La crudeltà umana non sorprende più. È necessario forgiare un nemico, fantomatico, per far affiorare una rabbia che non osa più dire il suo nome, senza oggetto e senza soggetto: antipasoliniana. I veri nemici degli eroi sono gli eroi stessi, eroi che poi eroi non sono; vite che non aspirano più a niente, ma che continuano ad ispirare autori in cerca di personaggi. Gli autori sono essi stessi personaggi, in cerca di vita. Ma può esserci “vita” in un contesto in cui tutto pare prefabbricato (dalla piscina alla torta di compleanno), in cui tutto sembra essere “pre-” qualcosa: -determinato, -definito, -scritto, -visto? Un contesto paradossale, immobile e stabilmente alla deriva: in balia di flutti, di scorie che provengono da altri mondi, quelli sognati, quelli teletrasmessi. Non c'è speranza, in Favolacce, nemmeno tra i ragazzi. Al centro di questa storia di periferia, gli adolescenti e bambini non hanno la vitalità primigenia dei “borgatari” di Pasolini; non sono ragazzi “di vita” ma (in cerca, o in attesa) “di morte”, anche se terribilmente coscienti, o forse proprio perché terribilmente coscienti.

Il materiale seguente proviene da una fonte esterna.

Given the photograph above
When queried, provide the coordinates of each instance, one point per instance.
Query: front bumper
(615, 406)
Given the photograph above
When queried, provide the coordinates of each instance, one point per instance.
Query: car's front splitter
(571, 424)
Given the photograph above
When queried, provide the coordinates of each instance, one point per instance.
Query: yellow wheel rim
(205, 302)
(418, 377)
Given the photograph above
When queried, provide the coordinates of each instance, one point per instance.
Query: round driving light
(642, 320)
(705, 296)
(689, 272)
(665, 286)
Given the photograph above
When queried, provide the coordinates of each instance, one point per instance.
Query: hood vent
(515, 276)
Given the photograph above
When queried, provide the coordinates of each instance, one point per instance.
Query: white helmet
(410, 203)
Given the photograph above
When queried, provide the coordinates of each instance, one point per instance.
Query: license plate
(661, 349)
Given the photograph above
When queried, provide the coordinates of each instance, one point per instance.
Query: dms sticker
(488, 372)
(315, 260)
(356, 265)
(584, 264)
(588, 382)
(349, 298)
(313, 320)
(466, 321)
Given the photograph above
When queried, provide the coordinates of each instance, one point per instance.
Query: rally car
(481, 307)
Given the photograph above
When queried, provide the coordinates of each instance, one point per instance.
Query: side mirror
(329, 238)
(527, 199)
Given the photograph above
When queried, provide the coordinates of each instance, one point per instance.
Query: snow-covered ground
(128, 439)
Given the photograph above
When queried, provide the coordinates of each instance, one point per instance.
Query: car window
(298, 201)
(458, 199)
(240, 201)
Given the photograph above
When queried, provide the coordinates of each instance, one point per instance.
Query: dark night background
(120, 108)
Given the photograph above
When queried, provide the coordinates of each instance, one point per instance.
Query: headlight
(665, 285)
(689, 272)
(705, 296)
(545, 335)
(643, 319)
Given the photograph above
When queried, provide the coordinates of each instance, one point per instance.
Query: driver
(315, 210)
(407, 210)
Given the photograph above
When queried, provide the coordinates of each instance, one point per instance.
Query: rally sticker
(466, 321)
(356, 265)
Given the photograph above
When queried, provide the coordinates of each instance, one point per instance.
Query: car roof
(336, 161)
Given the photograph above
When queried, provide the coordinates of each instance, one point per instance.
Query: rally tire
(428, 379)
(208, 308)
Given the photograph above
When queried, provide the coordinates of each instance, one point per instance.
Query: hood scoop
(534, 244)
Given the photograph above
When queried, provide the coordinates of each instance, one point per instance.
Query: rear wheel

Come un altro film “accio”, i Mortacci di Sergio Citti, Favolacce è un racconto morale senza vie di uscita che non siano “esplosive”: una favola malandata, che pare esser stata presa a calci e pugni da ex culturisti “sitiani” (nel senso Siti Walter) decaduti e sgonfiati. Nel presupposto teorico del film (“ispirato ad una storia vera ispirata ad una storia falsa, la storia falsa non è molto ispirata”) riecheggia il barocchismo del succitato autore di Troppi paradisi e, ancor prima, una massima del Macbeth. Il narratore della Favolacce non è “un idiota” come il narratore della “favola” shakespeariana, ma un adulto che si finge adolescente e che non sogna più; che troppo sa, troppo ha visto, ma che si fa comunque carico di raccontare la “solita” storia, “piena di suoni e di furia senza significato”: Du bruit et de fureur (altra grande “favolaccia” di periferia, firmata Jean-Claude Brisseau). Un'intimità disvelata (il diario), dissepolta (tra diversi numeri di “Tv Sorrisi e Canzoni”), portata avanti da un narratore stimolato da reticenze provocanti, da intense banalità, da fanciullesche inconsapevolezze; una voce diegetica e postuma, che ci narra l'infanzia in “prima persona adulta”.
Proprio per questo i bambini di Favolacce guardano e vedono oltre, perché guardano e vedono con gli occhi dell'autore che sa: «ma tu sei proprio sicura di volere un figlio?» «Tu e mamma, state bene?» Il narratore adulto non dà quindi voce all'infanzia, è la voce di un'infanzia disperata, distruttrice e mortifera, che porta sulle spalle il dolore di tutti, anche e soprattutto di quelli che, accecati da miraggi sempre più sfuocati, più non vedono.
I ragazzi: l'enigma che gli adulti non possono più risolvere ma solo subire. Alla fine, per dar senso e fare evento, per risvegliare in parte le coscienze sopite, non resta che la tragedia. Una bomba, del veleno: chiudere bruscamente un racconto inevitabilmente “poco ispirato”, perché ispirato a fatti realmente accaduti là dove la Storia è già finita da tempo, o non è mai cominciata.